In April, 1971, prisoners at Kingston Penitentiary staged a four-day revolt in protest over a number grievances that were later conceded to be largely justified. They took six guards hostage and to ensure the guards' safety prison authorities allowed the prisoners to take over the cell block areas. While the leaders of the revolt were negotiating with a citizen's committee in the prison hospital, a rival faction invaded a cell block where "undesirable" prisoners -- sex offenders and informants -- were kept locked up for their own safety by the rebels. The rival faction dragged these prisoners to the penitentiary's central "dome", tied them to chairs and systematically bludgeoned them. Two of the victims died of their injuries.
As news of the beatings became known the army was sent in to restore order. The prison was heavily damaged over the four days but the six guards were set free unharmed.
Thirteen prisoners were charged with murdering the two dead victims. One of the thirteen was Mr. DeViller's 21 year old killer (now 24) who was described as wearing black gloves and smiling as he beat helpless victims with a rod. He was convicted of manslaughter and sentenced to a further ten years.
[Next column] Gerald DeViller. (Source: St. Thomas Times-Herald, February 10, 1968, p. 1.)
In 1973 Mr. DeViller's older murderer -- the 22-year-old, now 27 -- escaped from the medium-security Collins Bay Penitentiary with three other prisoners. The four men crawled through ventilation ducts to a service building, triggered a maintenance alarm and surprised the engineer who showed up in response. They used the engineer's keys and car to escape.
One of the four, who was exposed in the media as a sex offender after the escape, was found dead in a ditch about ten miles south of Windsor. He had been shot several times and was wrapped in blood-soaked blanket. One of the other escapees (not Mr. DeViller's murderer) was later convicted of shooting him. Police captured all three remaining escapees at two homes in Windsor but not before the murderer shot a Windsor police officer in the leg. He escaped from prison again in 1979 but was soon recaptured.
Both murderers were subsequently transferred to Drumheller prison in Alberta. In 1984 they and a third man were charged with beating a fellow prisoner to death with a baseball bat. The third man was convicted of the murder and Mr.

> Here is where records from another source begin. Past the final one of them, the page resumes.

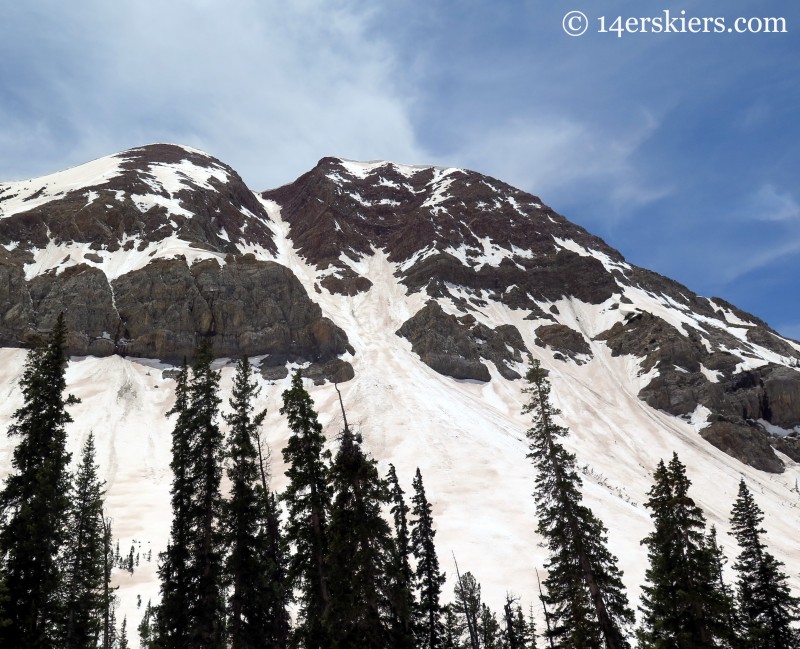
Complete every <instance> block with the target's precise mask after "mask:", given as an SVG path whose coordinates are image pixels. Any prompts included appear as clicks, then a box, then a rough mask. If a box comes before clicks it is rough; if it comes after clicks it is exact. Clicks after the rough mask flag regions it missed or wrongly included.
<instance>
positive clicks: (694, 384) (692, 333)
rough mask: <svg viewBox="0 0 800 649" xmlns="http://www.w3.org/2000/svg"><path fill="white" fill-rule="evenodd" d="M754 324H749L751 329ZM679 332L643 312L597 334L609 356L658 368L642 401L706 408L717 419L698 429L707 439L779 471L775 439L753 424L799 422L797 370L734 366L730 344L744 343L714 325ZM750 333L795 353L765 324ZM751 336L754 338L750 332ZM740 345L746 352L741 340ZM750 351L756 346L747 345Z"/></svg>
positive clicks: (640, 392)
mask: <svg viewBox="0 0 800 649" xmlns="http://www.w3.org/2000/svg"><path fill="white" fill-rule="evenodd" d="M755 330H756V329H755V328H753V329H749V330H748V334H749V332H751V331H755ZM684 331H685V333H682V332H681V331H679V330H678V329H676V328H675V327H673V326H672V325H670V324H668V323H667V322H665V321H664V320H662V319H661V318H659V317H657V316H654V315H652V314H650V313H641V314H639V315H636V316H634V317H633V318H631V319H630V320H629V321H628V322H627V323H625V324H622V323H617V324H615V325H614V327H612V328H611V329H610V330H608V331H606V332H604V333H602V334H600V335H599V336H598V337H597V338H598V339H600V340H605V341H606V343H607V344H608V346H609V347H610V348H611V350H612V353H613V354H614V355H619V354H632V355H635V356H640V357H642V361H641V367H642V371H643V372H648V371H650V370H651V369H653V368H656V369H657V370H658V374H657V375H656V376H655V377H654V378H653V379H652V380H651V381H650V383H648V385H646V386H645V387H644V388H642V390H641V391H640V392H639V397H640V398H641V399H643V400H644V401H645V402H646V403H648V404H649V405H651V406H652V407H654V408H658V409H659V410H664V411H666V412H669V413H670V414H674V415H688V414H691V413H692V412H694V411H695V409H696V408H697V406H698V405H702V406H705V407H706V408H708V409H709V410H710V411H711V412H712V413H715V415H716V417H717V418H716V419H715V420H714V422H713V423H712V424H710V425H709V426H708V427H706V428H705V429H704V430H703V431H701V434H702V435H703V437H704V438H705V439H706V440H708V441H709V442H711V443H712V444H714V445H715V446H717V447H718V448H721V449H722V450H724V451H725V452H727V453H729V454H730V455H733V456H734V457H736V458H737V459H740V460H741V461H743V462H745V463H747V464H750V465H751V466H754V467H756V468H759V469H762V470H765V471H782V470H783V464H782V462H781V461H780V460H779V459H778V457H777V456H776V455H775V453H774V452H773V451H772V449H771V447H770V446H769V440H770V439H773V440H774V439H775V438H770V436H769V435H768V434H767V433H766V432H765V431H764V430H763V429H762V428H761V427H760V426H759V425H758V424H757V423H756V422H757V421H758V420H765V421H767V422H769V423H771V424H774V425H776V426H779V427H781V428H787V429H790V428H793V427H795V426H798V425H800V371H798V370H796V369H793V368H790V367H786V366H783V365H775V364H772V363H768V364H766V365H763V366H762V367H759V368H757V369H753V370H745V371H739V372H737V371H736V370H737V366H738V364H739V363H740V362H741V359H740V358H738V357H736V356H734V355H733V354H732V353H730V352H729V351H727V350H728V349H736V347H737V346H738V347H739V348H740V349H741V347H742V345H743V343H742V342H741V341H739V340H737V339H732V338H733V337H732V336H731V335H730V334H728V333H727V332H725V331H723V330H722V329H719V328H716V327H713V326H709V327H707V328H705V329H704V330H702V331H701V330H699V329H695V328H692V327H685V330H684ZM755 338H757V339H763V340H765V341H767V342H771V341H772V339H775V342H776V344H775V345H774V346H775V347H776V348H778V349H782V350H784V351H785V352H786V353H787V355H789V356H791V357H796V356H797V352H796V351H795V350H794V348H792V347H791V346H790V345H788V343H784V341H782V340H781V339H779V338H777V337H776V336H775V335H774V334H773V333H771V332H770V331H769V330H766V329H761V330H760V333H758V334H755ZM748 340H752V338H751V337H750V336H749V335H748ZM737 343H738V345H737ZM780 343H784V344H780ZM744 347H745V352H746V351H747V344H746V343H744ZM750 351H751V352H753V351H755V350H754V349H753V348H752V347H750ZM709 376H712V377H714V378H715V380H713V381H712V380H710V379H709ZM748 431H750V432H749V436H748Z"/></svg>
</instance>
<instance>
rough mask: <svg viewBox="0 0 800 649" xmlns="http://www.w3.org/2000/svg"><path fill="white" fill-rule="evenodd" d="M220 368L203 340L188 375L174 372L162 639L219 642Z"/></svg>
mask: <svg viewBox="0 0 800 649" xmlns="http://www.w3.org/2000/svg"><path fill="white" fill-rule="evenodd" d="M218 392H219V373H218V372H215V371H213V370H212V369H211V354H210V350H209V349H208V348H201V349H200V350H199V351H198V353H197V357H196V359H195V362H194V364H193V366H192V370H191V377H190V376H189V371H188V369H187V367H186V363H185V362H184V365H183V367H182V368H181V371H180V373H179V375H178V384H177V388H176V394H175V396H176V399H175V405H174V407H173V408H172V409H171V410H170V412H169V413H168V414H177V415H178V417H177V421H176V423H175V428H174V429H173V434H172V463H171V465H170V466H171V467H172V471H173V482H172V492H171V494H172V509H173V521H172V528H171V532H170V543H169V545H168V546H167V550H166V551H165V552H164V553H163V554H162V556H161V565H160V566H159V576H160V578H161V593H162V603H161V606H160V607H159V614H158V635H159V641H160V642H161V643H162V645H163V646H165V647H169V648H171V647H192V648H193V649H218V648H220V647H223V646H224V642H225V624H224V621H225V616H224V614H225V605H224V601H223V587H222V586H223V585H222V568H223V545H222V531H221V529H220V518H221V515H222V496H221V494H220V481H221V478H222V452H223V448H222V446H223V436H222V432H221V431H220V428H219V425H218V424H217V415H218V410H219V404H220V398H219V396H218Z"/></svg>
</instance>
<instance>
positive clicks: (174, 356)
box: [113, 257, 352, 361]
mask: <svg viewBox="0 0 800 649" xmlns="http://www.w3.org/2000/svg"><path fill="white" fill-rule="evenodd" d="M113 287H114V294H115V296H116V304H117V309H118V310H119V313H120V316H121V318H122V321H123V328H122V337H123V339H124V341H125V342H124V344H125V351H126V353H128V354H131V355H134V356H147V357H157V358H164V359H169V360H179V359H180V358H182V357H183V356H184V355H191V353H192V351H193V350H194V349H195V347H196V345H197V343H198V341H199V340H200V339H202V338H206V337H212V339H213V348H214V353H215V354H216V355H218V356H231V357H236V356H239V355H241V354H248V355H250V356H255V355H259V354H284V355H289V356H292V357H293V358H296V359H298V360H300V359H302V360H304V361H327V360H330V359H332V358H334V357H335V356H337V355H338V354H342V353H345V352H346V351H348V350H349V351H351V352H352V348H351V347H350V346H349V344H348V342H347V335H346V334H345V333H344V332H343V331H342V330H341V329H339V328H338V327H336V326H335V325H334V324H333V323H332V322H331V321H330V320H328V319H327V318H323V317H322V313H321V311H320V308H319V306H318V305H317V304H315V303H314V302H312V301H311V300H310V299H309V297H308V295H307V293H306V291H305V289H304V288H303V287H302V285H301V284H300V282H299V281H298V280H297V278H296V277H295V276H294V275H293V274H292V272H291V271H290V270H289V269H287V268H285V267H284V266H281V265H279V264H276V263H274V262H268V261H267V262H262V261H256V260H255V259H253V258H248V257H239V258H229V259H228V260H227V262H226V264H225V265H224V266H221V267H220V265H219V264H218V263H217V262H216V261H214V260H207V261H201V262H198V263H196V264H194V265H193V266H191V267H189V266H187V265H186V263H185V261H183V260H180V259H176V260H169V259H168V260H157V261H155V262H153V263H151V264H150V265H148V266H146V267H145V268H143V269H142V270H140V271H135V272H133V273H128V274H126V275H123V276H121V277H120V278H118V279H117V280H115V281H114V282H113Z"/></svg>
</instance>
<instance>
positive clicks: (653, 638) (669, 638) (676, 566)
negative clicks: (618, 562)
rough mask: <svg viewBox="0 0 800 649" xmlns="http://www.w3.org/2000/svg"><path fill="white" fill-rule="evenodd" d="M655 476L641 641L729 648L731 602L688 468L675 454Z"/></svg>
mask: <svg viewBox="0 0 800 649" xmlns="http://www.w3.org/2000/svg"><path fill="white" fill-rule="evenodd" d="M653 477H654V485H653V487H652V488H651V489H650V491H649V492H648V495H649V496H650V498H649V500H648V501H647V502H646V503H645V505H646V506H647V507H648V508H649V509H650V510H651V511H652V514H651V516H652V518H653V522H654V525H655V529H654V531H653V532H652V533H651V534H650V535H648V536H647V537H646V538H645V539H644V540H643V541H642V543H643V544H644V545H646V546H647V548H648V558H649V561H650V566H649V568H648V570H647V572H646V573H645V576H646V578H647V582H648V583H647V584H646V585H645V586H643V589H642V590H643V593H642V607H641V610H642V613H643V621H642V628H641V629H640V630H639V633H638V635H639V644H640V646H641V647H648V648H649V647H653V648H657V649H660V648H662V647H678V648H680V649H683V648H684V647H685V648H687V649H688V648H690V647H691V648H695V647H696V648H701V647H728V646H730V642H731V639H730V631H731V630H730V629H729V628H728V627H727V625H728V624H729V622H730V615H731V610H730V607H729V600H728V601H726V599H725V597H724V590H723V588H722V586H721V585H720V583H721V582H720V580H719V576H718V573H719V566H718V557H715V552H716V551H715V550H714V549H713V547H712V544H710V543H709V541H708V539H707V537H706V536H705V517H704V516H703V513H702V511H701V510H700V508H699V507H698V506H697V505H695V503H694V501H693V500H692V499H691V498H690V497H689V495H688V492H689V486H690V485H691V481H690V480H689V479H688V478H687V476H686V467H685V466H684V465H683V464H682V463H681V462H680V460H679V459H678V456H677V455H674V454H673V457H672V460H671V461H670V463H669V465H668V466H665V465H664V463H663V461H662V462H660V463H659V465H658V467H657V468H656V471H655V473H654V474H653ZM714 545H715V544H714Z"/></svg>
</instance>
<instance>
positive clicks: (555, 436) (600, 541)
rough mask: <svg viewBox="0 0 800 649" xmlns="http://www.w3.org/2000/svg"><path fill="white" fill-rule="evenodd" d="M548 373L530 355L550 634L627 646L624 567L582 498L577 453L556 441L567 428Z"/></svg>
mask: <svg viewBox="0 0 800 649" xmlns="http://www.w3.org/2000/svg"><path fill="white" fill-rule="evenodd" d="M546 375H547V373H546V371H545V370H544V369H542V368H541V367H540V365H539V362H538V361H536V360H533V361H531V367H530V369H529V370H528V372H527V375H526V379H527V381H528V384H529V385H528V387H527V388H525V389H524V390H523V391H524V392H526V393H527V394H529V395H530V401H529V402H528V403H527V404H526V405H525V406H524V407H523V413H531V415H532V420H533V426H532V427H531V428H530V429H529V430H528V431H527V436H528V439H529V440H530V442H531V443H530V453H529V454H528V457H530V458H531V459H532V460H533V464H534V466H535V467H536V470H537V476H536V489H535V492H534V496H535V498H536V508H537V514H538V518H539V522H538V527H537V529H538V532H539V534H541V535H542V536H543V537H544V539H545V543H546V544H547V547H548V550H549V551H550V558H549V560H548V563H547V564H546V567H547V568H548V570H549V575H548V577H547V579H546V580H545V586H546V588H547V598H546V599H547V603H548V604H549V605H550V607H551V610H550V622H551V628H550V630H549V633H550V637H551V638H552V639H553V640H555V642H556V645H557V646H565V647H582V648H585V649H592V648H594V647H606V648H607V649H622V648H623V647H627V646H628V642H627V640H626V639H625V634H626V631H627V629H628V627H629V626H630V625H631V624H632V622H633V613H632V611H631V610H630V608H629V606H628V599H627V596H626V594H625V588H624V586H623V584H622V572H621V571H620V570H619V568H618V567H617V559H616V557H614V556H613V555H612V554H611V553H610V552H609V551H608V548H607V532H606V528H605V526H604V525H603V523H602V522H601V521H600V520H599V519H598V518H597V517H596V516H595V515H594V514H593V513H592V511H591V510H590V509H589V508H588V507H586V506H585V505H584V504H583V503H582V497H581V492H580V488H581V486H582V481H581V479H580V477H579V476H578V474H577V472H576V470H575V456H574V455H573V454H571V453H569V452H568V451H567V450H566V449H565V448H564V446H563V445H562V444H561V443H560V442H559V441H558V440H559V438H561V437H564V436H565V435H567V433H568V431H567V429H566V428H564V427H562V426H560V425H558V424H557V423H556V422H555V417H556V416H558V415H559V414H560V413H559V411H558V410H556V409H555V408H553V407H552V405H551V404H550V383H549V381H548V380H547V378H546Z"/></svg>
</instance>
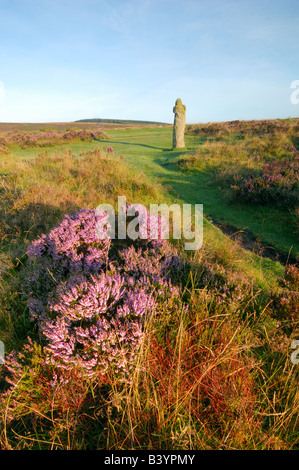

DeViller's younger murderer was again convicted of manslaughter. The older murderer was acquitted but while at Drumheller he made two abortive escape attempts.
In 1992 the older murderer -- now 46 -- was transferred to Bowden prison, 40 kilometres south of Red Deer and in October was granted day parole from Hope Mission in downtown Edmonton. In January, 1993 he failed to return to the mission and was still at large more than a month later when news of his escape was finally made public. He was recaptured in Lethbridge in April.
Despite questions raised about why he was allowed out on day parole with his record of violence and attempted escapes the older murderer was eventually granted full parole. He married and settled in Lethbridge.
In June of 2008, now 62 years old, he fell into a rain-swollen creek while on a camping trip and was swept away by the current. His body was found 150 yards downstream.
Marie DeViller died in 2004 at the age of 82.